Twelve Moons was Jan Garbarek’s 20th album as a leader for ECM. It also happened to be the 500th ECM production. The figures say something about the value of endurance. Back at the beginning of this story George Russell claimed that Jan Garbarek would come to be regarded as the most important European improvising musician since Django Reinhardt. A remark that smacked of hyperbole at the time now seems credible.

 

There are very few European improvisors who can be said to have transcended their original influences and made a music that reflects their own life, their own experiences ("If you don't live it, it won't come out the horn" - C. Parker), but Garbarek is unquestionably one of them. Lessons learned from a wide range of role models - Coltrane, Ayler, Pharoah Sanders, Dexter Gordon, Ben Webster - have been completely integrated in a conception that is in many particulars specifically Norwegian yet is also universal, continually uncovering correspondences with the folk musics of the entire globe. "You might say that I live in a spiritual neighbourhood that is scattered geographically around the world." Thus Garbarek is equipped to move easily from, say, jazz ballads with Miroslav Vitous (Star, Atmos) to North Indian classical music, interacting with singer Ustad Fateh Ali Khan and his group on Ragas And Sagas. This is one aspect of the saxophonist's work. Along the way, working on his own projects, he has also learned much about the dynamics of band leadership, and how to staff his groups with provocative combinations of personnel, sparking new music by bringing together players from quite different cultures.
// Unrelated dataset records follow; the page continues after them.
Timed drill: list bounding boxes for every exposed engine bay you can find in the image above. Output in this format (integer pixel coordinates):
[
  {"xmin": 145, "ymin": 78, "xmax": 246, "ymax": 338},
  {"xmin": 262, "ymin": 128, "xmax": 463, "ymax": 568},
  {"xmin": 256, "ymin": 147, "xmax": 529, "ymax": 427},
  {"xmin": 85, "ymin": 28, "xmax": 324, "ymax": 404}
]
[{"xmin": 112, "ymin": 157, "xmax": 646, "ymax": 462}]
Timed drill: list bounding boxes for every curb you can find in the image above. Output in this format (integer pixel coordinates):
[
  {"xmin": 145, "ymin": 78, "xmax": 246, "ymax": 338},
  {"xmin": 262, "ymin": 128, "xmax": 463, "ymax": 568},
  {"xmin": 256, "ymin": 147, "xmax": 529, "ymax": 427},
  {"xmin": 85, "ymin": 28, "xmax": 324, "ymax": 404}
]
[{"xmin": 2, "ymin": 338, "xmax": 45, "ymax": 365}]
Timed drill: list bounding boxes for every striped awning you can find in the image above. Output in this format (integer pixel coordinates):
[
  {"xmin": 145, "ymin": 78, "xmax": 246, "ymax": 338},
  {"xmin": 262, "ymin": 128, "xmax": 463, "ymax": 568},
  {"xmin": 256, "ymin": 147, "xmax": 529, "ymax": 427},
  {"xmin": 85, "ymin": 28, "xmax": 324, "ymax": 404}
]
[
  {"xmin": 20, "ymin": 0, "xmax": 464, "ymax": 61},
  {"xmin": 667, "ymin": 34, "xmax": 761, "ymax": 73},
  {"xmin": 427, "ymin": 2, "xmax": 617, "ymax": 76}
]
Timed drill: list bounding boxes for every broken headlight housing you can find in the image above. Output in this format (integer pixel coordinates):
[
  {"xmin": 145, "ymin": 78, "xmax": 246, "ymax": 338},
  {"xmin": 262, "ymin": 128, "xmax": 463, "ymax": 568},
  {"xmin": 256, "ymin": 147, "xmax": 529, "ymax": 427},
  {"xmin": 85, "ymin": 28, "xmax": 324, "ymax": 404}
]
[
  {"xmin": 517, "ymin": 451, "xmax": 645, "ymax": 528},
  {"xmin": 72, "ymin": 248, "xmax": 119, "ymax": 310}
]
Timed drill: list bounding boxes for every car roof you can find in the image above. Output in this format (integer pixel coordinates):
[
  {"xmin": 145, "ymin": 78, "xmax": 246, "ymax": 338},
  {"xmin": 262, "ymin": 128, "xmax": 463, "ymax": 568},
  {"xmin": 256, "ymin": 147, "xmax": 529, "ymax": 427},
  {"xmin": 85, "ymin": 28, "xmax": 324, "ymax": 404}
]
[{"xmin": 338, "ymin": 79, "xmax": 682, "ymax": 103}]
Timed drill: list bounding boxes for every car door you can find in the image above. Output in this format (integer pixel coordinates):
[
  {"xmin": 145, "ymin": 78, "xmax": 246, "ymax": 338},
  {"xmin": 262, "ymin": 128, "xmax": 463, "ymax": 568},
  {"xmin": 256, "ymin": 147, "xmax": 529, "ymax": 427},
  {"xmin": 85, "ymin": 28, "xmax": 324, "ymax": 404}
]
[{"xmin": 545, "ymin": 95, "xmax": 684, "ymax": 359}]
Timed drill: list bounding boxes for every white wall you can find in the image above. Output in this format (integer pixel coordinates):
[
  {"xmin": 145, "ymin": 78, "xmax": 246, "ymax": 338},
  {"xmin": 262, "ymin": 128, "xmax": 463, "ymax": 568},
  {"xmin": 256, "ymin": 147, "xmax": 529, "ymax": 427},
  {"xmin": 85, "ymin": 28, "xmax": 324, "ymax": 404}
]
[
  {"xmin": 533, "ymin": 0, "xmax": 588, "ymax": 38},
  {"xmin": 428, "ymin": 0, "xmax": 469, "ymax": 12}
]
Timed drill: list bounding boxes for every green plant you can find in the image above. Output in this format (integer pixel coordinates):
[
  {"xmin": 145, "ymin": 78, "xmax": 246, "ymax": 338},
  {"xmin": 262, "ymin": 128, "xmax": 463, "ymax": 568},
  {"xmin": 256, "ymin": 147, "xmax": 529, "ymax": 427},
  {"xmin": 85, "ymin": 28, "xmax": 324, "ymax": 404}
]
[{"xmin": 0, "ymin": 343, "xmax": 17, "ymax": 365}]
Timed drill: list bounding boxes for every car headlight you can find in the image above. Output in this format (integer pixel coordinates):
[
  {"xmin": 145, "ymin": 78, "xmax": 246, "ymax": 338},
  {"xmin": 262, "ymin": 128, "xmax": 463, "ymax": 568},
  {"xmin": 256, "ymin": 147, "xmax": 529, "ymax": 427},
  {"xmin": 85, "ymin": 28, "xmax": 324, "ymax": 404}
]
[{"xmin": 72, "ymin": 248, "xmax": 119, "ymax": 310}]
Twelve Moons was the first Garbarek Group record after 1990's I Took Up The Runes, and in the interim there had been one fundamental change in the line-up, with Marilyn Mazur replacing Nana Vasconcelos. The Danish percussionist, who joined Garbarek's group after leaving Miles Davis's, is less of a "colouristic" player than her predecessor. She stays closer to the heart of the rhythm, working closely with Parisian drummer Manu Katché to build lithe, limber grooves that the leader can deploy as launch-pads for his impassioned flights on soprano and tenor.

 

Eberhard Weber had been with Jan since 1981's Paths, Prints, though their association goes back further, to Ralph Towner's 1974 "Solstice" band. Rainer Brüninghaus joined the Garbarek unit in time for the 1984 recording of It's OK To Listen To The Gray Voice, strengthening the German contingent in the line-up; Brüninghaus, of course, was a charter member of Weber's Colours band in the 1970s.

 

The thrust of the Garbarek Group's music is multi-directional. If the rhythms are frequently earthy and almost tribal in feel, the synthesizer soundscapes (created by Garbarek himself on the title track, and by Brüninghaus elsewhere) are richly-textured and hypermodern. The ensemble sound is uncategorizable: Garbarek rejected the "jazz" category for his own work long ago. ("When people ask me what kind of music I play, I have to say 'I don't know.'")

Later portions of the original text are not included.